If $A$ is independent of $\mathcal F$, then $E[\chi_A\mid \mathcal F]=\mu(A)$ a.e. (in particular, not a characteristic function).

Answer 2

For every $A$ and $\mathcal F$, $E[1_A\mid\mathcal F]$ is $[0,1]$ valued. Conversely, every $[0,1]$ valued random variable can be realized as $E[1_A\mid\mathcal F]$ for some $A$ and $\mathcal F$.

Direct part: $0\leqslant 1_A\leqslant1$ almost surely hence $0=E[0\mid\mathcal F]\leqslant E[1_A\mid\mathcal F]\leqslant E[1\mid\mathcal F]=1$ almost surely.

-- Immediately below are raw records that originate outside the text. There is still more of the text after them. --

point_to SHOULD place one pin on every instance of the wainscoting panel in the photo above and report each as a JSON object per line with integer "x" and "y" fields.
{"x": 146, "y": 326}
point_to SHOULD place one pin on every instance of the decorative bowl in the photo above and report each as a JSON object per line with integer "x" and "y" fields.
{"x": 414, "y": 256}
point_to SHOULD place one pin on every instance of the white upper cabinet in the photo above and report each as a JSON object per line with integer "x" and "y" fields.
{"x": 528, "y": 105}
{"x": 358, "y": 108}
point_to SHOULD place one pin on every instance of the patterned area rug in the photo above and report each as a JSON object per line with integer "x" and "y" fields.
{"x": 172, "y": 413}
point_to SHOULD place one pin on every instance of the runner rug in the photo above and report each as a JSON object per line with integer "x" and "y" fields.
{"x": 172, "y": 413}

Converse part: fix some $[0,1]$ valued random variable $X$ with CDF $F:x\mapsto P(X\leqslant x)$. Consider $\Omega=[0,1]^2$ endowed with its Borel sigma-algebra, $\mathcal F$ the sigma-algebra generated by the second projection and $A=\{(x,y)\in\Omega\mid y\geqslant F(x)\}$. Then $Z=E[1_A\mid \mathcal F]$ is such that $Z(x,y)$ depends on $y$ only, and one easily checks that $Z(x,y)=\mathrm{Leb}\{z\mid y\geqslant F(z)\}$ for almost every $x$. Hence, the properties $Z(x,y)\leqslant z$ and $y\leqslant F(z)$ are equivalent. In particular, $P[Z\leqslant z]=F(z)$.